Walmart Health is closing all 51 of its health centers across five states and shutting down its Walmart Health Virtual Care services.

The decision to close is due the "challenging reimbursement environment" and rising operating costs, which have resulted in a lack of profitability, according to an April 30 Walmart news release.

Walmart's almost 4,600 pharmacies and more than 3,000 vision centers will not be affected by the closure. It will continue to offer services such as testing and treatment, specialty pharmacy medication and care, medication therapy and health screenings. 

The Bentonville, Ark.-based retailer recently brought more than 200 vision centers under its ownership, the release said.

Walmart Health, which launched in 2019, most recently partnered with Orlando Health and Centene's Ambetter from Sunshine Health, the payer's ACA subsidiary in Florida, in November.

It also partnered with UnitedHealth Group on value-based older adult care and a co-branded health plan in September 2022.

"We value Walmart as a partner and are exploring new ways to collaborate," a spokesperson for UnitedHealth said in a statement shared with Becker's. "Together, we are committed to ensuring a smooth transition for patients."

News of the Walmart Health closure comes after UnitedHealth Group's Optum Virtual Care shared plans to close as part of Optum's continued review of services and capabilities.
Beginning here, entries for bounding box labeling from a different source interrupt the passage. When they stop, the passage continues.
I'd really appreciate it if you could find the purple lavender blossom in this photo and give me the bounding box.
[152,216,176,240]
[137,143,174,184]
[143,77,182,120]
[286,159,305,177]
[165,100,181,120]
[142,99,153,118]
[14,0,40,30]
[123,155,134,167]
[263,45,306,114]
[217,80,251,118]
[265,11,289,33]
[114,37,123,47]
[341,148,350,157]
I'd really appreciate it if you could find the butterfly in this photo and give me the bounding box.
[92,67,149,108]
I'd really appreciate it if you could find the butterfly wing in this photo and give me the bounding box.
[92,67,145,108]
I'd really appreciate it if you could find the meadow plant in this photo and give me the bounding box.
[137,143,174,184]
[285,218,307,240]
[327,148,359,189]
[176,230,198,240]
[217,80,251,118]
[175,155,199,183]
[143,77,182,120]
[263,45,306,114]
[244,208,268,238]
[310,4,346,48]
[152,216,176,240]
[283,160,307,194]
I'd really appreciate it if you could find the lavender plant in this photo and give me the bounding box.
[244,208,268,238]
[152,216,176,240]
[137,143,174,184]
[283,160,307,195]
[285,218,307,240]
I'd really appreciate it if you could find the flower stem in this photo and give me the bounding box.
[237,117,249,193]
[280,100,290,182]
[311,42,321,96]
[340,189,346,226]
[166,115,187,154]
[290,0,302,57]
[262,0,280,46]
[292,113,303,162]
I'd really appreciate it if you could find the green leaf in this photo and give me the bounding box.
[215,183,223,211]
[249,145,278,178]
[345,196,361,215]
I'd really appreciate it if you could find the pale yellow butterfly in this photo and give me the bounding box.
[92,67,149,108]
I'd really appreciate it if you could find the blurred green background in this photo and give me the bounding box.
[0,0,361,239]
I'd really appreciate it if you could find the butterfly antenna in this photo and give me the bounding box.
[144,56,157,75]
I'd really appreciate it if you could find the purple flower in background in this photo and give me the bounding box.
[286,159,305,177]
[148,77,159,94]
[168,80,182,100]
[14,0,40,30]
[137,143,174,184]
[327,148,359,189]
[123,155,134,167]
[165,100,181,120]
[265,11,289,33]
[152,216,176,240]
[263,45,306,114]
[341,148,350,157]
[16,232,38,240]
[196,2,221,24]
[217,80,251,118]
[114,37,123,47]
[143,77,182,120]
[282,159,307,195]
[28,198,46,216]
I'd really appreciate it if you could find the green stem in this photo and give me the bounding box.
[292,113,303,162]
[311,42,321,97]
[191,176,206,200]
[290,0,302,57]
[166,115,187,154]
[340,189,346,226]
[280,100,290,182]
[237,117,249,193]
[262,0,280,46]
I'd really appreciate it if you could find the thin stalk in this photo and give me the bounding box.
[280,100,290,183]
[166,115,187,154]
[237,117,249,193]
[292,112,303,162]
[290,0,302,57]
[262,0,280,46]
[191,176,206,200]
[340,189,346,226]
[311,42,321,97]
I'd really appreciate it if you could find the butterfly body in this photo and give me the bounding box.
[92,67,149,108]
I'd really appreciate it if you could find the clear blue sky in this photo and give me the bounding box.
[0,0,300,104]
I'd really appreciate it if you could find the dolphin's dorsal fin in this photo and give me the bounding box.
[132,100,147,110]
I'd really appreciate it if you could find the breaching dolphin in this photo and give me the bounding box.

Walgreens-owned VillageMD also shared plans to exit Nevada, where it has six Village Medical clinics, in early April after "careful consideration and analysis."

Employees affected by the closure will be eligible to transfer to any other Sam's Club or Walmart location and will receive 90 days' pay unless they are transferred to another company location or exit the company. Severance benefits will also be available for eligible employees following the 90-day initial pay period. 

"Our provider partners will continue to serve existing patients while clinics are open," the release said. "Through their respective employers, these providers will be paid for 90 days, after which eligible providers will receive transition payments."

Orlando Health had no comment on the closure.

Becker's has reached out to Walmart and Centene for comment and will update this story if more information becomes available. 

Editor's note: This story has been updated as of May 1 at 7:25 a.m. CT.